Pragmatiques, car nous sommes fatigués tant du Grand Soir qui ne vient jamais des « révolutionnaires professionnels » que des « réformistes professionnels ». Puisque de toute façon, ni les uns ni les autres ne sont capables de nous dire ce que sera cette fameuse « autre société »,commençons par la construire ici et maintenant dans nos revendications (créations de postes, réduction du temps de travail, ...), dans les expériences tentant fragilement de montrer que d’autres pratiques sont déjà possibles (dans sa classe, son établissement, son entreprise), dans les mobilisations interprofessionnelles. Enracinons-nous dans les réalités de terrain de nos métiers et professions (comme l’a fait SUD-PTT) tout en élaborant des liens avec les autres professions comme avec les exclus du marché du travail.

Ne nous faisons pas trop d’illusions sur ce qui est « gagnable », dès maintenant, en gardant donc à l’esprit la visée d’une transformation sociale radicale de la société, mais n’attendons pas plus des marchands d’illusions « révolutionnaires » ou « réformistes » qu’un futur meilleur nous tombe tout cuit dans le bec. Elaborons dans nos luttes d’aujourd’hui l’avenir, sans rester englués dans la société telle qu’elle est. Radical et pragmatique donc.

PC, 1996


Les mots sont des idées induisant telles ou telles actions. Il faut savoir que le PRAGMATISME est un courant philosophique né aux USA à la fin du XX° siècle, avec Ch. Pierce puis W. James. Pour faire court : il refuse la spéculation intellectuelle comme but, considère le vrai comme « ce qui est avantageux pour notre pensée », « ce qui réussit » selon W. James. Le pragmatisme a contribué au renouvellement philosophique : exigence de mise à l’épreuve des idées ; rupture avec des pensées centrées sur la métaphysique (entre autres le spiritualisme de Ravaisson et Lachelier en France). En même temps, ce courant a correspondu à l’idéologie et aux actes du capitalisme libéral triomphant aux USA : « réussite » à court terme (cf la crise de 1929) par la croissance à marche forcée dans des usines-bagnes.

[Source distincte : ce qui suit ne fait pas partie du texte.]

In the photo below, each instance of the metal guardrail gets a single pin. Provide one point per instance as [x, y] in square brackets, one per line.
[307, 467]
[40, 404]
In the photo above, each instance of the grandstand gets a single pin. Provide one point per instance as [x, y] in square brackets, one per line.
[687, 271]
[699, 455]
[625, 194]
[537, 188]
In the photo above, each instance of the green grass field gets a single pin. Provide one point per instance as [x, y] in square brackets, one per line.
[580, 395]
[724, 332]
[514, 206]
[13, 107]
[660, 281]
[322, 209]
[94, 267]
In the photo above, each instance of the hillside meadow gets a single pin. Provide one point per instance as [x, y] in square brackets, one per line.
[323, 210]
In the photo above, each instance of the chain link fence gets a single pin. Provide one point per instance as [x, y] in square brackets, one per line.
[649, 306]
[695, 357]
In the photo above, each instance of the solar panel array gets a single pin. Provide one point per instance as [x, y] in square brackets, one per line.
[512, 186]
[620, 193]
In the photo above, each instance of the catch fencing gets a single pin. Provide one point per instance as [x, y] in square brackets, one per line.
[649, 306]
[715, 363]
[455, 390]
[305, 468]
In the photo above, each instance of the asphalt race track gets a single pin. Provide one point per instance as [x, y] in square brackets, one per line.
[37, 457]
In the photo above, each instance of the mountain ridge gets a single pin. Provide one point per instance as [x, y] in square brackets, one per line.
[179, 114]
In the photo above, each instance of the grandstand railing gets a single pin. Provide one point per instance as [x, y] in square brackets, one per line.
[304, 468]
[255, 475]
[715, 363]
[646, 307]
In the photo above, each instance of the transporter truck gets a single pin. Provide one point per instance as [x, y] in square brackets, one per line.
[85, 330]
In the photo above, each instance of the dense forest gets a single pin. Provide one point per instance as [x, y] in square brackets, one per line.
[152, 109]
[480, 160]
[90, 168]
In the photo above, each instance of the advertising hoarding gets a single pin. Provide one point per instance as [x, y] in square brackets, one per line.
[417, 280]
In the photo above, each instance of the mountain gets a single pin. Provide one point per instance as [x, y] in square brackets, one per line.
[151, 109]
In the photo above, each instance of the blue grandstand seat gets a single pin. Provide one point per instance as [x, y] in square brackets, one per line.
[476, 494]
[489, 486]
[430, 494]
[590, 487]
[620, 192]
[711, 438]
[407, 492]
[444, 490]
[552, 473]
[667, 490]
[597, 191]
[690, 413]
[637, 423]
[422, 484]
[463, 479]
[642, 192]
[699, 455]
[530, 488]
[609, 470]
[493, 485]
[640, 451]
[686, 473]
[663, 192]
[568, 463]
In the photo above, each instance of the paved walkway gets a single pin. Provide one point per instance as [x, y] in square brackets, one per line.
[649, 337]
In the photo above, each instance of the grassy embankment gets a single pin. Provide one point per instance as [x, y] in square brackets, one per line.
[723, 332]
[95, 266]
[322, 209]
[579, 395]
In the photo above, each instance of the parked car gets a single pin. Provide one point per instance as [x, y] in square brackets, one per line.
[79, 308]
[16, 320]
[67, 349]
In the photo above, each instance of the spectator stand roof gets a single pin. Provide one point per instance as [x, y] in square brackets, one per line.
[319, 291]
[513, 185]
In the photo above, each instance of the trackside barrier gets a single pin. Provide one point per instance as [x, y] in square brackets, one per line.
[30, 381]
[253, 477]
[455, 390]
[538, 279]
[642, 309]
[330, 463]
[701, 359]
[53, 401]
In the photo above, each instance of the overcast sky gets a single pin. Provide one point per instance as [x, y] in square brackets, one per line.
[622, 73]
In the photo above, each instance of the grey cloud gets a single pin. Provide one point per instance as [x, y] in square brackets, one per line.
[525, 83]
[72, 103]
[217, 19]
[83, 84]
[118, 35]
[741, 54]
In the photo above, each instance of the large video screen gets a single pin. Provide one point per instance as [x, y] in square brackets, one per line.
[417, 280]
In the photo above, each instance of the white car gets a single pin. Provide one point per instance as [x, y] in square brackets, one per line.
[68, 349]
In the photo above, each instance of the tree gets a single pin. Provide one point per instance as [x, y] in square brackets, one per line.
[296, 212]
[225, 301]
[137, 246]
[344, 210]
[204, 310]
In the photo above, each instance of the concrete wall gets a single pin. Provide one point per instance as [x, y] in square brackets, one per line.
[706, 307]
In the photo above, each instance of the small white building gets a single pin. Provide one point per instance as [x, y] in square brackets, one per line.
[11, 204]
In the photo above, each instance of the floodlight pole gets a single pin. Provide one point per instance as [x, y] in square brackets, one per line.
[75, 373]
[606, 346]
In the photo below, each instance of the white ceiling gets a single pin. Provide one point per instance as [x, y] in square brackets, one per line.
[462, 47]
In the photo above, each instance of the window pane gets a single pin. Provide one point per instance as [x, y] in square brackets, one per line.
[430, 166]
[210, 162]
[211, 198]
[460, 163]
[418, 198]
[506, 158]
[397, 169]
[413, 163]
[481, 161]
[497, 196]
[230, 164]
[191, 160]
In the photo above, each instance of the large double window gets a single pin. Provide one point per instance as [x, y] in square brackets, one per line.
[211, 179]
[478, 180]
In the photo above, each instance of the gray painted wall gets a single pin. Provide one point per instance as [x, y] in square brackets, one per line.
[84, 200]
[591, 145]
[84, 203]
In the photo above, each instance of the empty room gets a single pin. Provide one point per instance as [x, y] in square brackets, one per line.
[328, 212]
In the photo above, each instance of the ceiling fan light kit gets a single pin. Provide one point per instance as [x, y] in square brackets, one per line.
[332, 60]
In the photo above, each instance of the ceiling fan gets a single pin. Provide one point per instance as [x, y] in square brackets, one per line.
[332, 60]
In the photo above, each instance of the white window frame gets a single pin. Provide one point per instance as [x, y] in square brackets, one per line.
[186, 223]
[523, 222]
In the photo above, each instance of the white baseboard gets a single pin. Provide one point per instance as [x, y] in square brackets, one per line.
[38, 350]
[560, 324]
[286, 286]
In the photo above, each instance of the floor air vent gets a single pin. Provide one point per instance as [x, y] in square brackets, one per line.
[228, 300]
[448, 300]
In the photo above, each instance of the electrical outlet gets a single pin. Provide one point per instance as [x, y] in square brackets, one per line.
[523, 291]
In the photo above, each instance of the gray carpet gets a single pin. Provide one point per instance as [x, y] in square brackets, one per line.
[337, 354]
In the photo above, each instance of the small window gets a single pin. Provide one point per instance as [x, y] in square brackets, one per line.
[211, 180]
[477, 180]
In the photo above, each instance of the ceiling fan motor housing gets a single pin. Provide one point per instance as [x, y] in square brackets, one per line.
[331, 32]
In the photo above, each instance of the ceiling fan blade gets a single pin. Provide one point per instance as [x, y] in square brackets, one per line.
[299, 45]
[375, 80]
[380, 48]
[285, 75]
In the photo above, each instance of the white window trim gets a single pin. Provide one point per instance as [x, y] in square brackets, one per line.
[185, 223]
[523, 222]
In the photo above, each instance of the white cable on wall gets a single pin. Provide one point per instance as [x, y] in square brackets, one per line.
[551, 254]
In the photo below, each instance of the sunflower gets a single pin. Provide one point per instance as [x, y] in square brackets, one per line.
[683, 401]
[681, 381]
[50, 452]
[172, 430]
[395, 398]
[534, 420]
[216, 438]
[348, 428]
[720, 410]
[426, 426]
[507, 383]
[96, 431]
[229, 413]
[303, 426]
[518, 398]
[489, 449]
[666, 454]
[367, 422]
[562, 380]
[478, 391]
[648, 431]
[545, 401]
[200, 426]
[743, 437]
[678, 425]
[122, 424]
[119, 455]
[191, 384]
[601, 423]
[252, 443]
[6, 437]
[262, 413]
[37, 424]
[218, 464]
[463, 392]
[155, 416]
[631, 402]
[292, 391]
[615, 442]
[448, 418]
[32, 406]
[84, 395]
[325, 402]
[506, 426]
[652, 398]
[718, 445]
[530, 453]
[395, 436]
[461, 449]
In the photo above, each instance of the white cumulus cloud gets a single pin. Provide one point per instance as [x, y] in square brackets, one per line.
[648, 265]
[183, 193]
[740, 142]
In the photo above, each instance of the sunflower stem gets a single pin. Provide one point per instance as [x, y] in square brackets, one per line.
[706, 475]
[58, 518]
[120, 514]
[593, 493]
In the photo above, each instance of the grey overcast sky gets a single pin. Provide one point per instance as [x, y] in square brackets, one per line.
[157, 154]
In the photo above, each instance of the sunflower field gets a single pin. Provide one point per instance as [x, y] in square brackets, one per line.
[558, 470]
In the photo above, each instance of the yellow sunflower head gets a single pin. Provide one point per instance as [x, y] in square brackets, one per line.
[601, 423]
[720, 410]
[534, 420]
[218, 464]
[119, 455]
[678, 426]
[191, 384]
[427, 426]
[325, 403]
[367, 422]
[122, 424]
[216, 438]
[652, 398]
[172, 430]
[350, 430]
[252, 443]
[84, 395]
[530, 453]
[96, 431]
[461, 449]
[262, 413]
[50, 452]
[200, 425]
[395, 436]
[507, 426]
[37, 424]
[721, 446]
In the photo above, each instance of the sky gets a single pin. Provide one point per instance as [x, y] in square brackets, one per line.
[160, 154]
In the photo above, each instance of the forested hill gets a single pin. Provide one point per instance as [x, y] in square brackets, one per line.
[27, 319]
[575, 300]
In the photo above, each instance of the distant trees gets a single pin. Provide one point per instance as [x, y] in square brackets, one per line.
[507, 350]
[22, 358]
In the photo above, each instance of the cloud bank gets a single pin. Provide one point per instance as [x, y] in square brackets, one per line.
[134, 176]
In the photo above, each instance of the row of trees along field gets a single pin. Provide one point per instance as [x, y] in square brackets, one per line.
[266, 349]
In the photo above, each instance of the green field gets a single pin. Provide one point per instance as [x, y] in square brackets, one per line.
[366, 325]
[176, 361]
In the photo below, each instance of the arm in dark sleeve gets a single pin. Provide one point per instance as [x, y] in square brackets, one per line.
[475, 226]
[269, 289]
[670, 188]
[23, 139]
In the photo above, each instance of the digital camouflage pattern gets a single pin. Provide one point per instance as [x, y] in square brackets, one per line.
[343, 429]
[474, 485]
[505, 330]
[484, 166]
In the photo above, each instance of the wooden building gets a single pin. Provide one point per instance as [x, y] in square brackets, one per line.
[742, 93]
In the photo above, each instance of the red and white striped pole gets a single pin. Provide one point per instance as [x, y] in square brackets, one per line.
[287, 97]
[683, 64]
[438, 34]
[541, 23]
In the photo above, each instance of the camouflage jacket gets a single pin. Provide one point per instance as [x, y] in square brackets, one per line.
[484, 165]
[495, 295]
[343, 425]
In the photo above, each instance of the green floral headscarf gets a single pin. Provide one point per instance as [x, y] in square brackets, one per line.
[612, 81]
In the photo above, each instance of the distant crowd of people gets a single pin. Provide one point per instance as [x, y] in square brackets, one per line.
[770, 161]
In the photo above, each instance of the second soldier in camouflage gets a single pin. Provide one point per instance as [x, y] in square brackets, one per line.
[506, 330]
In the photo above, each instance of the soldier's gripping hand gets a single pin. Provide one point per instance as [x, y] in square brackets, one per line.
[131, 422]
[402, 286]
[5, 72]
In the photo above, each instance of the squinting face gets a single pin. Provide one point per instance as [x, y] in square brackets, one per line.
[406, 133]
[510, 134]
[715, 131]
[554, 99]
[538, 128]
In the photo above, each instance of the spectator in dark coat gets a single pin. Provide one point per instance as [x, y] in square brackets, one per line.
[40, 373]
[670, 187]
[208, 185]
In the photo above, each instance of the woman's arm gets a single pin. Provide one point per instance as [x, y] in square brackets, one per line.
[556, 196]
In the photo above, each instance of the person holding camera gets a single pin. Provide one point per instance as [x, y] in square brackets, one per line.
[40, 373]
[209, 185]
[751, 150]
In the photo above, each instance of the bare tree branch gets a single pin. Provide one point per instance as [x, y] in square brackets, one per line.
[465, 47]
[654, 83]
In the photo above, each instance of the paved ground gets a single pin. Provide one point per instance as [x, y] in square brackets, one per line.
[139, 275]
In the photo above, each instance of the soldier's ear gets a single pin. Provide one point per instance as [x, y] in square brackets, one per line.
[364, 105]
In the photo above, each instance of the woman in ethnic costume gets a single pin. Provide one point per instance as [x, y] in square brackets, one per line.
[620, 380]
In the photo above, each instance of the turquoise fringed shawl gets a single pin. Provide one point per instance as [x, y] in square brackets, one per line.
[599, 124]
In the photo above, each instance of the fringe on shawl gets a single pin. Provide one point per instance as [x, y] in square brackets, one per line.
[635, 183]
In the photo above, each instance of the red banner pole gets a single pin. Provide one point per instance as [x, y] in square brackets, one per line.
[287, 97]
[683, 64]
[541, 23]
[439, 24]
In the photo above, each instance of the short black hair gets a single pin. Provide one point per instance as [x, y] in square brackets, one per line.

Un siècle plus tard, pragmatisme et pragmatique sont entrés dans la langue courante, véhiculés par les politiciens et les médias, consciemment ou pas. C’est qu’un pragmatisme appauvri est venu sur le devant de la scène, comme l’idéologie de justification de la politique « libérale » des gouvernements à l’échelle mondiale ; et ce, avec l’alibi de la terrible faillite du pseudo-« socialisme » en URSS et ailleurs. On objectera que « pragmatique » a plusieurs sens. Bien sûr, sauf que le sens dominant est bien : qui est soucieux d’efficacité ; sans référence théorique. Là naissent les équivoques : efficacité pour qui, de quoi, selon quelle durée ? Par ailleurs les références existent toujours, connues ou non, et elles sont nécessaires à titre de reprise critique.

A juste titre, les SUD se veulent syndicats de terrain, engagés dans les mouvements sociaux et les luttes quotidiennes. Et non des bureaucraties de cogestion, figées dans leurs dogmes. Pour autant, est-ce un syndicalisme « pragmatique » ? Surtout pour une jeune organisation, ce serait privilégier l’efficacité immédiate : « réussir » à être partout en se dispersant au détriment de l’implantation dans notre secteur spécifique, l’école. Ce serait céder à la frénésie actuelle, liée au capitalisme en restructuration (pardi, « le temps, c’est de l’argent » !), au lieu de définir précisément des tâches et de s’y tenir autant que possible. Il vaudrait mieux renoncer à une appellation douteuse : plutôt que « pragmatique », dire et continuer à faire un syndicalisme VIVANT, refusant des modèles ossifiés. Il y a mieux à trouver comme vocable que ce « vivant » plutôt plat ! En tout cas, ce n’est pas une pure question de mot.